(Bloomberg) -- Lloyds Banking Group Plc is selling a significant risk transfer linked to around £1 billion ($1.3 billion) of UK mortgages, which have been subject to modifications such as term extensions, according to a person familiar with the matter.
Lloyds is seeking credit protection on a portfolio of home loans, which are mostly performing but are subject to high regulatory capital charges because they were previously delinquent, said the person, who asked not to be named because the deal is private. The transaction, which may be priced in coming days, also includes a portion of mortgages currently in arrears, the person said.
Terms of the transaction, including size, are subject to discussion with investors. A representative for Lloyds declined to comment.

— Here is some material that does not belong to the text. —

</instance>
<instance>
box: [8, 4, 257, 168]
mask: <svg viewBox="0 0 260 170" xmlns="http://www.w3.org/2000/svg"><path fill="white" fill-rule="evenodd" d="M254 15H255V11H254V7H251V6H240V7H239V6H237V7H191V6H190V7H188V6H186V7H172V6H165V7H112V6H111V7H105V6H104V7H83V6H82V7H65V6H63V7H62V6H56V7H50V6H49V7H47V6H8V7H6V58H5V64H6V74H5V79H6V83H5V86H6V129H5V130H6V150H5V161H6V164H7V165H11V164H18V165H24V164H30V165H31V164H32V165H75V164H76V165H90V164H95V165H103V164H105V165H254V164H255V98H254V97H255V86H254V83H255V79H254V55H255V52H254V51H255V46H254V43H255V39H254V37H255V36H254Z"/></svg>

SRTs enable banks to hold onto loan assets and offload the risk by paying investment firms to share any potential future losses. Usually, a bank would obtain default protection for as much as 15% of portfolios, and in return investors can receive yields that frequently top 10%.
Banco Santander SA is also selling an SRT linked to a portfolio of UK home loans, as part of at least a dozen of such deals the Spanish bank has in various stages of the sale process, Bloomberg reported Nov. 21.
SRTs are often configured as credit-linked notes that enable banks to free up capital they’d otherwise have to use to insure their own loans. Lloyds’ core equity tier 1 ratio, a solvency metric closely watched by investors and regulators, was at 14.3% at the end of the third quarter compared with 14.6% a year earlier, according to an Oct. 23. presentation.
Loans tied to SRTs have reached about $1 trillion, with such deals running at a record pace for the fourth straight year, according to data compiled by Chorus Capital Management.
--With assistance from Helene Durand.